" A little before his death, he called for his desk, and
began an essay on the immortality of the soul, and on those material
things which tend to weaken or to strengthen it for immortality,--
enumerating generous wines as among the latter influences, and
spirituous liquors among the former! His last words were, "There is
nothing that is meritorious but virtue and friendship; and, indeed,
friendship itself is only a part of virtue." Thus, "motionless and
moanless," without a word about Christ--the slightest syllable of
repentance--and with a scrap of heathen morality in his mouth, died the
brilliant Alexander Pope.
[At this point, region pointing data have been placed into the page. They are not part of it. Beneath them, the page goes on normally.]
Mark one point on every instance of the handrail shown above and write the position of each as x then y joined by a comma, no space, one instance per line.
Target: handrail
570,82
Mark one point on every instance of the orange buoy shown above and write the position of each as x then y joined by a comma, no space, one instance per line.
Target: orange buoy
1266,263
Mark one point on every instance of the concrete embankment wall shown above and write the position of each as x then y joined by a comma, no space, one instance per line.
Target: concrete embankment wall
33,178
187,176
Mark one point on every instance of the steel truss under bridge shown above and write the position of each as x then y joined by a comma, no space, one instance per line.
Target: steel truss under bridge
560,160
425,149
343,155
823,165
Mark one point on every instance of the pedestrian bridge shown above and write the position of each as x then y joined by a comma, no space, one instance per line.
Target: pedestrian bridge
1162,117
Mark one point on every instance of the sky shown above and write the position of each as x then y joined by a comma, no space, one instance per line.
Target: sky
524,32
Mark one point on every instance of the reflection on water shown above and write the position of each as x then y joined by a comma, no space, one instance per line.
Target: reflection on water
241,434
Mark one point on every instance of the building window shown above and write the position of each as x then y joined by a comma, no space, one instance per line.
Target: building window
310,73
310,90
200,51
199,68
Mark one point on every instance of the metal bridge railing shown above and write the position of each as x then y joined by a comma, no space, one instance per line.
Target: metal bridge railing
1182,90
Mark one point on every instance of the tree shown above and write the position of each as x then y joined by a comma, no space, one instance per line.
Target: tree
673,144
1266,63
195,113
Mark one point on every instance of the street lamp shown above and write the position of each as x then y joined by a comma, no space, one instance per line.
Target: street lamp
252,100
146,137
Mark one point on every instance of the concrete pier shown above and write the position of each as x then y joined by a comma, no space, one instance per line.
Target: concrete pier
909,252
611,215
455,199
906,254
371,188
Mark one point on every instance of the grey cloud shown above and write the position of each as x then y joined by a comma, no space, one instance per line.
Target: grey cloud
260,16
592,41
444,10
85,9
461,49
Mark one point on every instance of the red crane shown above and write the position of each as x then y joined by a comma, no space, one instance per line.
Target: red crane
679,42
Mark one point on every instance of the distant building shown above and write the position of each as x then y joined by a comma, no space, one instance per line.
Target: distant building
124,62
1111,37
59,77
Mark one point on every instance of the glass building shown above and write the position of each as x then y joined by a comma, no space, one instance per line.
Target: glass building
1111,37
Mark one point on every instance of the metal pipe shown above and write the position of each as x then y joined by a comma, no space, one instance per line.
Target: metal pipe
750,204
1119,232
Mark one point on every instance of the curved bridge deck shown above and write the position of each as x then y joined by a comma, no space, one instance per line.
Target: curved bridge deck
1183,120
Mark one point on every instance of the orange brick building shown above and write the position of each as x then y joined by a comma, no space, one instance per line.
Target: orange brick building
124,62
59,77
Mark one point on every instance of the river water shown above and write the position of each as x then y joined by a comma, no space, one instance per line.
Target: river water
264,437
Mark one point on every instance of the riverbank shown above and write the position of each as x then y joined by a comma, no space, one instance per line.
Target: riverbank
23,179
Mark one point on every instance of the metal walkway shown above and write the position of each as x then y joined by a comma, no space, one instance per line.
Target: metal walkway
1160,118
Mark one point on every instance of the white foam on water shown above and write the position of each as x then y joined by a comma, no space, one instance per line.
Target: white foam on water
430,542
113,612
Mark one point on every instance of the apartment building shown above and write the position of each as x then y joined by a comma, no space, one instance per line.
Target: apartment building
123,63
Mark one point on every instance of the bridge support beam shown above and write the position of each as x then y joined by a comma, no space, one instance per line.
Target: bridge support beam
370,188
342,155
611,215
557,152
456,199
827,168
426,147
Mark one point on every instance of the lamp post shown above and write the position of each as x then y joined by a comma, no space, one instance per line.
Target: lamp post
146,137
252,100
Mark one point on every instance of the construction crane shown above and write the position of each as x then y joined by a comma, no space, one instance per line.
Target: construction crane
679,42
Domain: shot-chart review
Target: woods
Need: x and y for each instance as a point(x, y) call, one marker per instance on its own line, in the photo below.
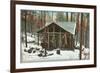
point(36, 23)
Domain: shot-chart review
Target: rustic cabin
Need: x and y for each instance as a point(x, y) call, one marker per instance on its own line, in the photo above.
point(57, 35)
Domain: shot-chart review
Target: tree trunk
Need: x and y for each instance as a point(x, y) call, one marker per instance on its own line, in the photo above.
point(25, 29)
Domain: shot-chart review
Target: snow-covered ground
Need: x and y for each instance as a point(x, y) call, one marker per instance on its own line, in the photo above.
point(33, 57)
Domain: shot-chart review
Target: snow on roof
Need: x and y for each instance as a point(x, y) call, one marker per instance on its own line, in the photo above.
point(68, 26)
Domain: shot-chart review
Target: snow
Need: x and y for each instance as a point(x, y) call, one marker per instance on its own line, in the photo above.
point(33, 57)
point(51, 55)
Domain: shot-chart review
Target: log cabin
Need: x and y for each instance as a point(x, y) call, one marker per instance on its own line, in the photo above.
point(58, 35)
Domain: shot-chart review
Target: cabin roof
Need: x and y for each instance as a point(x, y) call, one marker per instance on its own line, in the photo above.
point(67, 26)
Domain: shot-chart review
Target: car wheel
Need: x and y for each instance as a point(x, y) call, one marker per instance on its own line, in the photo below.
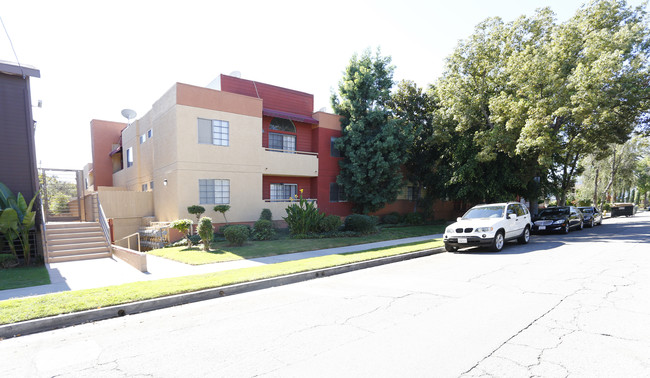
point(450, 248)
point(498, 242)
point(566, 229)
point(525, 236)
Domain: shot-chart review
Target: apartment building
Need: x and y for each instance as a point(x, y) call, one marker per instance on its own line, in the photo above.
point(249, 145)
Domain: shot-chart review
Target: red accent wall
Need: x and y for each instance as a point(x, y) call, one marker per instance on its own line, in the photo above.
point(302, 182)
point(276, 98)
point(102, 136)
point(303, 134)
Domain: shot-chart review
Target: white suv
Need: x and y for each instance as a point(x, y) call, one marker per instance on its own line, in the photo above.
point(489, 225)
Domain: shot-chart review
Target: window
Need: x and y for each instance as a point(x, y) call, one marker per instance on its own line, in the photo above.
point(214, 192)
point(336, 193)
point(334, 152)
point(129, 157)
point(213, 132)
point(283, 192)
point(281, 124)
point(284, 142)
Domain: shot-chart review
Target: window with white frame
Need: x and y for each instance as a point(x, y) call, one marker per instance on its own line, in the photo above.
point(129, 157)
point(214, 192)
point(336, 193)
point(334, 152)
point(212, 131)
point(284, 142)
point(283, 192)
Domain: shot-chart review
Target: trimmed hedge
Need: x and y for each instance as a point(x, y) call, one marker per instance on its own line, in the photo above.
point(237, 234)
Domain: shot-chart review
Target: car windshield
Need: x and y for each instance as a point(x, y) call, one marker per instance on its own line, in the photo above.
point(554, 212)
point(484, 212)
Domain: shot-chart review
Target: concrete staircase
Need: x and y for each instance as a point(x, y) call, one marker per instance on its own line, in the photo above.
point(71, 241)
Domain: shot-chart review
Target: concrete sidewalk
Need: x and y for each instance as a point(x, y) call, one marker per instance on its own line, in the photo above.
point(78, 275)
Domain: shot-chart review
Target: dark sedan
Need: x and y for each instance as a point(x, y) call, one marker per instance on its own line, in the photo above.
point(560, 218)
point(592, 216)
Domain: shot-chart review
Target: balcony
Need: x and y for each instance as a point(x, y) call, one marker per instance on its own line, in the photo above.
point(289, 163)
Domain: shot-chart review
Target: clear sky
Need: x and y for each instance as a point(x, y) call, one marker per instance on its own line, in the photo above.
point(97, 58)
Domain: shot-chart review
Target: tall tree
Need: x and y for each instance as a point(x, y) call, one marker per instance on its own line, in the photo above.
point(372, 141)
point(536, 89)
point(428, 136)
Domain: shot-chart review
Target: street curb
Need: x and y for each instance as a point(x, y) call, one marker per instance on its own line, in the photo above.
point(76, 318)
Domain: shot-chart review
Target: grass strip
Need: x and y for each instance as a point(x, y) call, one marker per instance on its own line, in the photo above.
point(222, 252)
point(16, 310)
point(26, 276)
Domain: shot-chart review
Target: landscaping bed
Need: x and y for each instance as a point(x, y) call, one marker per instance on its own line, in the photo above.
point(221, 251)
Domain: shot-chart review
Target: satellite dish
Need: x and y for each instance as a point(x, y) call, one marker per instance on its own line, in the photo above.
point(129, 114)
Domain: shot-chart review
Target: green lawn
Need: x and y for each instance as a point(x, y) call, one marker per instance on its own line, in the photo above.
point(16, 310)
point(14, 278)
point(222, 251)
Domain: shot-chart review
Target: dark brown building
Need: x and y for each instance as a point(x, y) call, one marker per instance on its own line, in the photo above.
point(17, 150)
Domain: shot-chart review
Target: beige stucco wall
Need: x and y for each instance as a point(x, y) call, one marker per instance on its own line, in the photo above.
point(174, 154)
point(126, 204)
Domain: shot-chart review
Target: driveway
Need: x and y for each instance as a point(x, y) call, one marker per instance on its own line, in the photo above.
point(563, 305)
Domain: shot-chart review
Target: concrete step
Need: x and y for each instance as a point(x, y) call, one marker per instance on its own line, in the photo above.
point(79, 251)
point(55, 259)
point(58, 225)
point(73, 235)
point(75, 246)
point(60, 239)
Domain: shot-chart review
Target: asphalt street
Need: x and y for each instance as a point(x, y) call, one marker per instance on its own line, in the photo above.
point(564, 305)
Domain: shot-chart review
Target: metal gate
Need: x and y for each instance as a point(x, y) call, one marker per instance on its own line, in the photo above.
point(62, 193)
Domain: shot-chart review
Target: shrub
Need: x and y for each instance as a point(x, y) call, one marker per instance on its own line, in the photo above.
point(183, 226)
point(363, 224)
point(7, 260)
point(329, 223)
point(266, 214)
point(237, 234)
point(222, 209)
point(222, 229)
point(303, 217)
point(413, 218)
point(391, 218)
point(263, 230)
point(205, 232)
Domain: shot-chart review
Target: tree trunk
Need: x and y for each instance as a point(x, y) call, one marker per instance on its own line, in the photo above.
point(595, 200)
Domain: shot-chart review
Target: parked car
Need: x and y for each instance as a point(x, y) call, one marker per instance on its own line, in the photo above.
point(592, 216)
point(489, 225)
point(558, 218)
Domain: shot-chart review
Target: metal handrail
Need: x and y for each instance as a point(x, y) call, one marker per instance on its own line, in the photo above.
point(291, 151)
point(128, 240)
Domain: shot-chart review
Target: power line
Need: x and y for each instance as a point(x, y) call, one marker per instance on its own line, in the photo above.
point(12, 46)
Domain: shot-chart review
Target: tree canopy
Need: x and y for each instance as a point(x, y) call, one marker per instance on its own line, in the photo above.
point(372, 140)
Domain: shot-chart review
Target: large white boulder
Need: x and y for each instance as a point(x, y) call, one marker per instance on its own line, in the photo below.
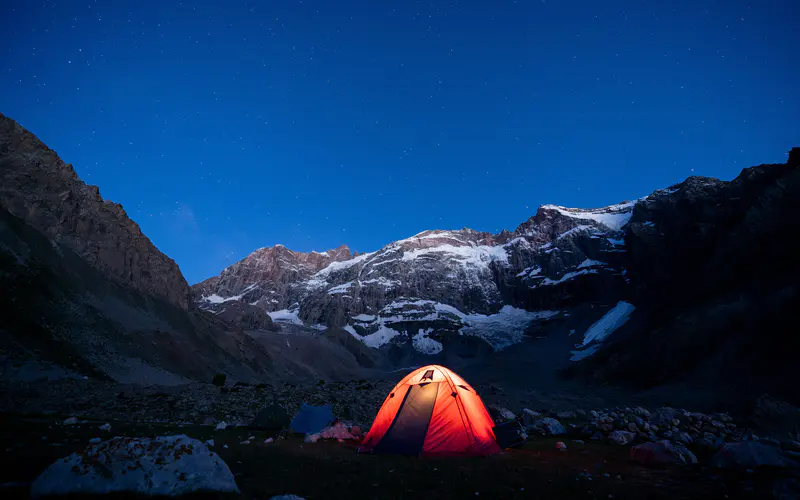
point(165, 465)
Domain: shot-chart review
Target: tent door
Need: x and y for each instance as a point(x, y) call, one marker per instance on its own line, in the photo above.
point(406, 435)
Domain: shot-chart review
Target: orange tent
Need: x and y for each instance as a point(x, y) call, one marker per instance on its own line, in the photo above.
point(432, 411)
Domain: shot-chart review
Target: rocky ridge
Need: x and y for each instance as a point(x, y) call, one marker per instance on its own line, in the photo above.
point(38, 187)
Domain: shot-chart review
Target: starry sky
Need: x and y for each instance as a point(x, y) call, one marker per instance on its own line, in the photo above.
point(226, 126)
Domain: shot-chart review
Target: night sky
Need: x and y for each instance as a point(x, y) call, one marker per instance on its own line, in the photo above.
point(226, 126)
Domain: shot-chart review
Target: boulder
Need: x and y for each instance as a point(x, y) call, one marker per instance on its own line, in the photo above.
point(270, 418)
point(663, 417)
point(748, 455)
point(776, 416)
point(661, 453)
point(546, 426)
point(621, 437)
point(336, 431)
point(500, 414)
point(165, 465)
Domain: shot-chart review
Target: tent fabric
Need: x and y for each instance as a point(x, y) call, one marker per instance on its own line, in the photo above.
point(311, 419)
point(432, 411)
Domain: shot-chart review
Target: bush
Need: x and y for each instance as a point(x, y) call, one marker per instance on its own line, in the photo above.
point(219, 379)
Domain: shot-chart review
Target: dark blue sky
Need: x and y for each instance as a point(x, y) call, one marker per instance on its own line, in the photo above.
point(226, 126)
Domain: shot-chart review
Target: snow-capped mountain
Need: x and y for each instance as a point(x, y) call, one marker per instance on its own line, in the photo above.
point(639, 292)
point(437, 284)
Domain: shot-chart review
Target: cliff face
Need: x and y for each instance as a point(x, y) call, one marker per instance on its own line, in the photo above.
point(46, 193)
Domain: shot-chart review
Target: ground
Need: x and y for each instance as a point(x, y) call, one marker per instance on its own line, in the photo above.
point(330, 470)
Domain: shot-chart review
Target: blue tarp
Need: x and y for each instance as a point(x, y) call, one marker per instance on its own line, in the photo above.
point(311, 419)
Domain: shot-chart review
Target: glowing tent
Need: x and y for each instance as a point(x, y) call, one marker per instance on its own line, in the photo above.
point(432, 411)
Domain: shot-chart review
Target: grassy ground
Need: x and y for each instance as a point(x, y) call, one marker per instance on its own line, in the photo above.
point(330, 470)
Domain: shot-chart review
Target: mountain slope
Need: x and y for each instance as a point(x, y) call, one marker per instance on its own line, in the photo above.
point(662, 285)
point(715, 274)
point(39, 188)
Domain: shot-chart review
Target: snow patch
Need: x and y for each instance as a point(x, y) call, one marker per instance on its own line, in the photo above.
point(505, 328)
point(286, 316)
point(602, 328)
point(476, 256)
point(566, 277)
point(376, 339)
point(574, 230)
point(591, 263)
point(613, 217)
point(340, 288)
point(166, 465)
point(425, 344)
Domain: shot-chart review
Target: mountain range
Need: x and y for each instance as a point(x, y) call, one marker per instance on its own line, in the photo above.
point(694, 285)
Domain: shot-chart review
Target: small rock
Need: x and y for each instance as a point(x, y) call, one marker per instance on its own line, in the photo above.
point(661, 453)
point(271, 418)
point(663, 416)
point(547, 426)
point(501, 414)
point(621, 437)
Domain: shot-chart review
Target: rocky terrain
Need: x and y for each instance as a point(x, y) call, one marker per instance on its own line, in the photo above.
point(579, 447)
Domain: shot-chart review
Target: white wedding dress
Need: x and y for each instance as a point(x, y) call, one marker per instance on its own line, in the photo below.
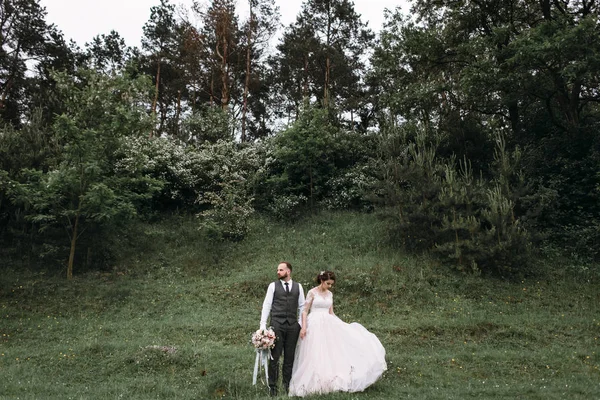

Who is ready to say, "May my last end be like
his"? His favourite Martha Blount behaved, according to some accounts,
with disgusting unconcern on the occasion. So true it is, "there is no
friendship among the wicked," even although the heartless Bolingbroke,
too, was by, and seems to have succeeded in squeezing out some crocodile
tears, as he bent over the dying poet, and said, "O God! what is man?"
His remains were, according to his wish, deposited in Twickenham church,
near his parents, where the single letter P on the stone alone
distinguishes the spot.
Pope's character, apart from his poetry, which we intend criticising in
our next volume, was not specially interesting or elevated. He was a
spoiled child, a small self-tormentor,--full to bursting with petty
spites, mean animosities, and unfounded jealousies.